Nessun mandato d’arresto, come era stato detto in un primo momento, per Lula: per l’ex presidente brasiliano un “accompagnamento coatto” a deporre su un caso di presunta corruzione. L’ex capo di Stato, i cui uffici e l’abitazione sono stati perquisiti dalla polizia, non è in stato di fermo né di arresto. Dopo l’interrogatorio è stato rilasciato e accompagnato nella sede del Partito del lavoratori, nel centro di San Paolo: “Non ho nulla da temere perché non ho fatto niente di male. Se i magistrati mi avessero mandato a chiamare sarei andato, come ho fatto lo scorso 5 gennaio a Brasilia, e si sarebbe evitata questa operazione inutile e spettacolare, questo show”, ha detto Lula.

Lo scandalo -
L’ex presidente è stato ascoltato nell'aeroporto Congonhas di San Paolo nell’ambito dello scandalo Petrobras. L'inchiesta prende il nome dal colosso petrolifero statale che ha distribuito oltre 2 miliardi di dollari in tangenti a politici del Partito dei Lavoratori, di cui Lula è stato leader. L'ipotesi è che Lula, quando era alla guida del Paese, tra il 2003 e il 2010, abbia appunto tratto benefici dallo schema corruttivo che vedeva al centro il colosso energetico brasiliano, ottenendo vantaggi per se stesso, il suo Partito dei Lavoratori, o anche per il suo governo.
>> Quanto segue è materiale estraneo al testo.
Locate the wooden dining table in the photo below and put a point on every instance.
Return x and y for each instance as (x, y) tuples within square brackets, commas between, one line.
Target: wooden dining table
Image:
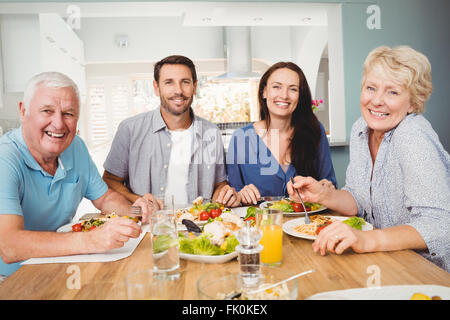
[(332, 272)]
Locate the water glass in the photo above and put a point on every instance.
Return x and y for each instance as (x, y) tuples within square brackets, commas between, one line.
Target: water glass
[(152, 285), (270, 222), (165, 246)]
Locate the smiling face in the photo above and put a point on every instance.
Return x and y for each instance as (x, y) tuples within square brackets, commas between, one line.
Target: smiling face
[(50, 124), (384, 103), (282, 92), (175, 88)]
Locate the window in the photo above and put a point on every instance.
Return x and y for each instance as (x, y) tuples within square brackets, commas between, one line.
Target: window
[(108, 104)]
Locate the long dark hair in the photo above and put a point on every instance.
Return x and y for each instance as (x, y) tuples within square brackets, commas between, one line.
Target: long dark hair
[(306, 137)]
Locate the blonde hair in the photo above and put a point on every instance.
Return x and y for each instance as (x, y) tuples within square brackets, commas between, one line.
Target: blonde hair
[(404, 66)]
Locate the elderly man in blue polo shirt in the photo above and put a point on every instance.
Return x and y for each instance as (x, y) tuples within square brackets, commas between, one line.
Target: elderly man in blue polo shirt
[(45, 171)]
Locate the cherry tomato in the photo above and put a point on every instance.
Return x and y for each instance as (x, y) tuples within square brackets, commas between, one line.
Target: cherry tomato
[(323, 226), (252, 220), (204, 215), (297, 207), (76, 227), (214, 213)]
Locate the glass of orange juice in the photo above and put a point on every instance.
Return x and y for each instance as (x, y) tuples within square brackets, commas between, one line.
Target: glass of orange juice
[(270, 221)]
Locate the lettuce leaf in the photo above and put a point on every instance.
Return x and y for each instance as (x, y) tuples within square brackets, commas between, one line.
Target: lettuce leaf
[(202, 245), (163, 243)]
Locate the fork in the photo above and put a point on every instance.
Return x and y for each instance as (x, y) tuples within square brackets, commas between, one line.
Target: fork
[(307, 221), (136, 211)]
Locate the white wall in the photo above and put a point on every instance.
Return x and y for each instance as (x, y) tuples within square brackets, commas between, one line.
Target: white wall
[(150, 39)]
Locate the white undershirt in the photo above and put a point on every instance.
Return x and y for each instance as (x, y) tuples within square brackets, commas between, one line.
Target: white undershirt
[(180, 157)]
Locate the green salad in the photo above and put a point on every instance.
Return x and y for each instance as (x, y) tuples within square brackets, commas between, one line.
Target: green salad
[(202, 245)]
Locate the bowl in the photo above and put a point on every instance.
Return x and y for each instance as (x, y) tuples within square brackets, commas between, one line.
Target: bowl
[(224, 282)]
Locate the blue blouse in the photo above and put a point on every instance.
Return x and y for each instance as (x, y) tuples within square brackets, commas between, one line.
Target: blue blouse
[(409, 183), (249, 161)]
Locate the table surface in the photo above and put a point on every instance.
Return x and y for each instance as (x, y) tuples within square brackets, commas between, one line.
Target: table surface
[(333, 272)]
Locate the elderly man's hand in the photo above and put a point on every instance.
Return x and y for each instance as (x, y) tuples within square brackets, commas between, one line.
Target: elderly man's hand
[(113, 234), (228, 196), (310, 189), (147, 204)]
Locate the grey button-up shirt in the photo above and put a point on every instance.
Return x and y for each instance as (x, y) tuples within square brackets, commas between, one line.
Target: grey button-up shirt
[(410, 183), (140, 154)]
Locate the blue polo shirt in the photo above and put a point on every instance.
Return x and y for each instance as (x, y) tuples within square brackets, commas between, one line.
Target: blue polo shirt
[(44, 201), (249, 161)]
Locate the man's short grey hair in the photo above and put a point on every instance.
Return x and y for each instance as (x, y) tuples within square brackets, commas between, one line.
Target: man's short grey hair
[(49, 79)]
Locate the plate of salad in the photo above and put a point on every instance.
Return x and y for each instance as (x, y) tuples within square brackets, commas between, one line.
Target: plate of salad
[(201, 211), (214, 242), (293, 209)]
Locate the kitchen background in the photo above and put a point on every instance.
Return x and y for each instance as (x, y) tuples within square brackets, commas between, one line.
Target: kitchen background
[(109, 49)]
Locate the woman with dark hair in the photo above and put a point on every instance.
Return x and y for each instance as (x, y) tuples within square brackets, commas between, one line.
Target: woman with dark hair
[(287, 141)]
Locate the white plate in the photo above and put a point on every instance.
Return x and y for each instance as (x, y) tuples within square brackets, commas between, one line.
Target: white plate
[(294, 214), (66, 227), (384, 293), (288, 227), (209, 259), (181, 226)]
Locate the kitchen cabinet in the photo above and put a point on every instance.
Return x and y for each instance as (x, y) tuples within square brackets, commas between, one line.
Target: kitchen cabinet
[(35, 43)]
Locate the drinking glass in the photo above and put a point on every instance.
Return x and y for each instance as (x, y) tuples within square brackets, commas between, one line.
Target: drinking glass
[(270, 221), (152, 285)]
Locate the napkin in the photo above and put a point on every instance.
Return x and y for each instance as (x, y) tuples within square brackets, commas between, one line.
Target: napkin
[(111, 255)]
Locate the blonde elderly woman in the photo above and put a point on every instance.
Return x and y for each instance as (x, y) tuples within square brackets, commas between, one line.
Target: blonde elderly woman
[(398, 178)]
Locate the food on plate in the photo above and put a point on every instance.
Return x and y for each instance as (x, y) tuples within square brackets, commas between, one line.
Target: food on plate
[(201, 211), (287, 205), (250, 216), (91, 224), (318, 223), (280, 292), (312, 229), (421, 296), (355, 222), (217, 237)]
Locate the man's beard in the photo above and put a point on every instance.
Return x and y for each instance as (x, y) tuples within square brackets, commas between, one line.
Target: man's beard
[(165, 105)]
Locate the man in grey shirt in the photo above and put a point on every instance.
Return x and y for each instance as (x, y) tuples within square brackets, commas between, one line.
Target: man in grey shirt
[(170, 147)]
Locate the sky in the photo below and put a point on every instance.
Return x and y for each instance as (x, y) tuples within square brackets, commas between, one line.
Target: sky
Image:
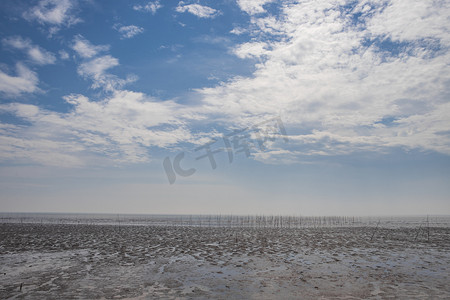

A fare il nome di Luiz Inacio Lula da Silva e del suo successore, l’attuale presidente della Repubblica Dilma Rousseff, era stato un senatore del Partito dei lavoratori (Pt, di sinistra) al governo, Delcidio Amaral. "Ci sono elementi di prova che Lula abbia ricevuto denaro", hanno detto gli inquirenti.